12 mai 2016
Uber: la Cour supérieure donne raison à Revenu Québec
Par: L'Oeil Régional
Uber: la Cour supérieure donne raison à Revenu Québec

Uber: la Cour supérieure donne raison à Revenu Québec

TAXIS. Avant même que le ministre des Transports Jacques Daoust n’ait présenté son projet de loi sur l’industrie du taxi, la Cour supérieure vient dresser des barrières légales que la compagnie Uber aura du mal à franchir.

Uber contestait la démarche de Revenu Québec, qui avait procédé à la saisie de ses données financières, en mai 2015 en vertu d’un mandat de perquisition.

Dans un jugement de 55 pages remis mercredi, le juge Guy Cournoyer conclut que, sur la base «des faits qui lui étaient présentés, le juge ayant délivré les mandats de perquisition pouvait donc conclure qu’il existait des éléments de preuve pouvant justifier la conclusion qu’Uber avait commis les infractions fiscales alléguées».

Toutefois, en plus de rejeter la contestation d’Uber, le juge Cournoyer va beaucoup plus loin puisque dans son analyse des raisons qui ont mené à l’émission du mandat, il conclut qu’Uber se livre bel et bien à du transport par taxi au sens de la loi.

Il rappelle ainsi que «la Loi concernant les services de transport par taxi définit clairement le transport par taxi lorsqu’elle prévoit que le transport rémunéré de personnes à l’aide d’une automobile doit être autorisé par un permis» et que nul ne peut offrir ce genre de service «sans détenir un permis de taxi».

Or, le magistrat note que «selon les faits révélés par les dénonciations», Uber agit comme «intermédiaire en services de transport par taxi sans détenir un tel permis», notamment en fournissant aux chauffeurs UberX un service de répartition d’appels et d’autres services comme la centralisation du paiement.

Selon le juge, «l’application Uber se révèle être la version moderne et technologiquement avancée d’un service de répartition d’appels. Uber n’agit pas comme un intermédiaire neutre et passif. Son intervention met en cause sa responsabilité pénale potentielle.»

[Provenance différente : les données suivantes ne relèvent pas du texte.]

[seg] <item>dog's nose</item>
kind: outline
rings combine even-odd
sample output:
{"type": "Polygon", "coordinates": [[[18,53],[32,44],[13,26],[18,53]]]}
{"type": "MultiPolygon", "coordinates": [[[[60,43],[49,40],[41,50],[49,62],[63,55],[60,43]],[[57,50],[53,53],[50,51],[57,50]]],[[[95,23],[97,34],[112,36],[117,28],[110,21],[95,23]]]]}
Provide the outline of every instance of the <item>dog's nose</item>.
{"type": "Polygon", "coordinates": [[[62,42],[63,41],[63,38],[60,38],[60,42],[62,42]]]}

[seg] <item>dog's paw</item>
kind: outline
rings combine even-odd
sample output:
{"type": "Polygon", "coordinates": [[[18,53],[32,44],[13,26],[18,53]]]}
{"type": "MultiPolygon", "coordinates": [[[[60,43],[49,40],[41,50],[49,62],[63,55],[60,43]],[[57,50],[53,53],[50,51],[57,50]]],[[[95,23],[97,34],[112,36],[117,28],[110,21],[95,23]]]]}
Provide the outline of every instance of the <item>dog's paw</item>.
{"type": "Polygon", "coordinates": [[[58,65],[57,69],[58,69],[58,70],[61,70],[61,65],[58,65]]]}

Puisque le service Uber est un service de taxi, il doit non seulement se soumettre aux obligations réglementaires, mais «il en va de même des obligations fiscales», d’où l’émission des mandats de perquisition.

Le juge Cournoyer offre au passage une autre occasion aux autorités de faire peser éventuellement le poids de la justice sur Uber, en se montrant extrêmement critique du comportement de la multinationale au moment de la perquisition, alors que l’on a tenté d’effacer les données informatiques de l’entreprise à distance.

Il écrit que «le redémarrage à distance des ordinateurs pendant l’exécution des mandats de perquisition constitue un facteur non négligeable».

«Lors de la délivrance de nouveaux mandats de perquisition, cette conduite, qui revêt toutes les caractéristiques d’une tentative d’entrave à la justice, permettait au juge émetteur de conclure qu’Uber voulait soustraire la preuve de sa conduite illégale à l’attention des autorités fiscales», ajoute-t-il.

Le ministre Daoust doit présenter jeudi son projet de loi sur l’industrie du taxi et le transport de personnes. Cette pièce législative est attendue depuis plusieurs semaines, puisque M. Daoust l’avait annoncée pour le printemps.

Les chauffeurs de taxi n’ont cessé par divers coups d’éclat et manifestations d’en appeler de toute urgence à la mise en place d’un nouveau cadre qui interdirait les activités d’Uber ou du moins les soumettrait aux même règles que les leurs.

Le porte-parole d’Uber Canada Jean-Christophe de Le Rue a indiqué que le groupe «reconnaissait le jugement de première instance rendu aujourd’hui (mercredi) sur la capacité de Revenu Québec d’analyser les documents saisis l’année dernière».

«Comme nous l’avons dit, Uber se conformera aux révisions législatives modifiant l’exemption de 30 000$ s’appliquant pour les travailleurs autonomes afin que la taxe de vente soit appliquée à partir du premier dollar généré par les partenaires-chauffeurs», a affirmé le porte-parole par courriel, mercredi soir.